Um forte terremoto, com magnitude 7,3 na escala Richter, abalou a costa do México na manhã desta terça-feira (22), gerando preocupação e alerta de tsunami em diversos países da América Central. A Guatemala, país vizinho, também sentiu os efeitos do tremor, levando moradores da capital, a Cidade da Guatemala, a deixarem suas residências por receio de danos estruturais e pela possibilidade de um abalo secundário.
A notícia da ocorrência do sismo principal no México e o subsequente alerta para a região do Pacífico trouxeram à tona memórias de eventos sísmicos devastadores que assolaram outras nações do continente, como a Venezuela. Relatos de cidadãos guatemaltecos indicam que o medo foi o principal motivador para a saída de suas casas. Alexander Valdez, contador de 29 anos, descreveu a experiência como aterrorizante: “Fiquei com muito medo e isso me lembrou do terremoto recente na Venezuela. Então, saí correndo e desci as escadas, porque moro no oitavo andar. O tremor não parava”, disse à agência Reuters.
O receio é compreensível, considerando os recentes desastres naturais. A Venezuela ainda se recupera dos impactos de dois terremotos de magnitude 7,2 e 7,5 que atingiram o país em 24 de junho, com um curto intervalo de tempo. Esses sismos causaram a destruição de edificações em Caracas e em áreas costeiras, resultando em um trágico saldo de aproximadamente 5 mil mortos. A situação na Venezuela chegou a ser comparada a uma “zona de guerra” em algumas regiões turísticas afetadas.

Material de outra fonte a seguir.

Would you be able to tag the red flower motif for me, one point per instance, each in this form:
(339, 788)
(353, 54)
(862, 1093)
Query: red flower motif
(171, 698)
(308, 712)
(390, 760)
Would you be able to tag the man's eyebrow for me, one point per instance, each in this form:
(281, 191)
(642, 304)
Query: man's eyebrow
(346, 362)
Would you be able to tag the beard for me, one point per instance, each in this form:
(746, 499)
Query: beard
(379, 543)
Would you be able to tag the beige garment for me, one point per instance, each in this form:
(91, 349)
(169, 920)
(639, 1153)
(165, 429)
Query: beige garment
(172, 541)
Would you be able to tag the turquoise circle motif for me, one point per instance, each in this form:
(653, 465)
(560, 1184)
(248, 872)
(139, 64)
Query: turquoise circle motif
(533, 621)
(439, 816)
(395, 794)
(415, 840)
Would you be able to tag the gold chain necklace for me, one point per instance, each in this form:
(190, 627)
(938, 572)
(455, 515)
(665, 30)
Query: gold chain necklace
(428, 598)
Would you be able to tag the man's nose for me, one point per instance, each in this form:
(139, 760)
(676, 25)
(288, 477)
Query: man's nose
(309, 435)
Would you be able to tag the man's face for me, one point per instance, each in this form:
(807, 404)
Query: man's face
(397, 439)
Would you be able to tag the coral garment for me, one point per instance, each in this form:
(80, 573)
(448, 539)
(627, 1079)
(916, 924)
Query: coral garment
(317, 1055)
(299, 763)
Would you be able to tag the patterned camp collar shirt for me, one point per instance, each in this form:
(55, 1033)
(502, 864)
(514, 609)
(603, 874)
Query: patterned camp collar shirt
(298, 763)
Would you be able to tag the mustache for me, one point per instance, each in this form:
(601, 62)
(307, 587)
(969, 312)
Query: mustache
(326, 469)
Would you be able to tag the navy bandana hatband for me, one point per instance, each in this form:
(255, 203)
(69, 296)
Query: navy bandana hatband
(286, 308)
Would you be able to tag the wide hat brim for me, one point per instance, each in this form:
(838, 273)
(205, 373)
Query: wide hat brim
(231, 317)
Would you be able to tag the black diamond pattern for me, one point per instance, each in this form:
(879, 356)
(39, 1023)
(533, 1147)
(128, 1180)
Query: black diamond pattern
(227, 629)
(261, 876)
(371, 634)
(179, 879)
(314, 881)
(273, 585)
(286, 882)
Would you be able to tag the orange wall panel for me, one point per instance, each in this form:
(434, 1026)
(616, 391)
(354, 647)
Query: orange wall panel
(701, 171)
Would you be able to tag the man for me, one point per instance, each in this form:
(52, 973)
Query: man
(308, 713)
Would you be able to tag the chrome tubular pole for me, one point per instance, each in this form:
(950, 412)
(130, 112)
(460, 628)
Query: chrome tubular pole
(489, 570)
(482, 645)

Na Cidade da Guatemala, o abalo foi sentido de forma intensa, com edifícios balançando consideravelmente. Imagens divulgadas pela mídia local mostraram funcionários evacuando prédios governamentais enquanto os protocolos de segurança eram acionados. Adolfo Zacarias, um atendente de 43 anos, relatou que buscou abrigo sob uma coluna estrutural assim que o tremor iniciou. “Acho que as lembranças do que aconteceu recentemente na Venezuela vieram à tona e isso nos assustou muito”, afirmou.
Até o momento, o presidente guatemalteco, Bernardo Arévalo, informou que não há registro de vítimas fatais ou feridos em seu país em decorrência do terremoto. As autoridades continuam monitorando a situação, avaliando os possíveis danos e mantendo a população informada sobre os desdobramentos e a necessidade de atenção aos alertas de tsunami emitidos para a costa.
A região amazônica, embora geograficamente distante do epicentro do terremoto, está em constante diálogo com as atualizações sobre eventos climáticos e geológicos de grande impacto em países vizinhos e em outras partes do continente. A rede de portais Setentrional.com, que abrange toda a Amazônia Legal, acompanha de perto essas notícias, pois eventos de grande magnitude, mesmo distantes, podem ter repercussões em cadeias de suprimentos, fluxos de informação e, em casos extremos, na percepção de risco e na colaboração entre países em situações de emergência. A compreensão dos fenômenos naturais e suas consequências é fundamental para a resiliência das comunidades, incluindo aquelas que vivem em áreas remotas e vulneráveis da Amazônia, que frequentemente enfrentam seus próprios desafios ambientais, como inundações e secas extremas.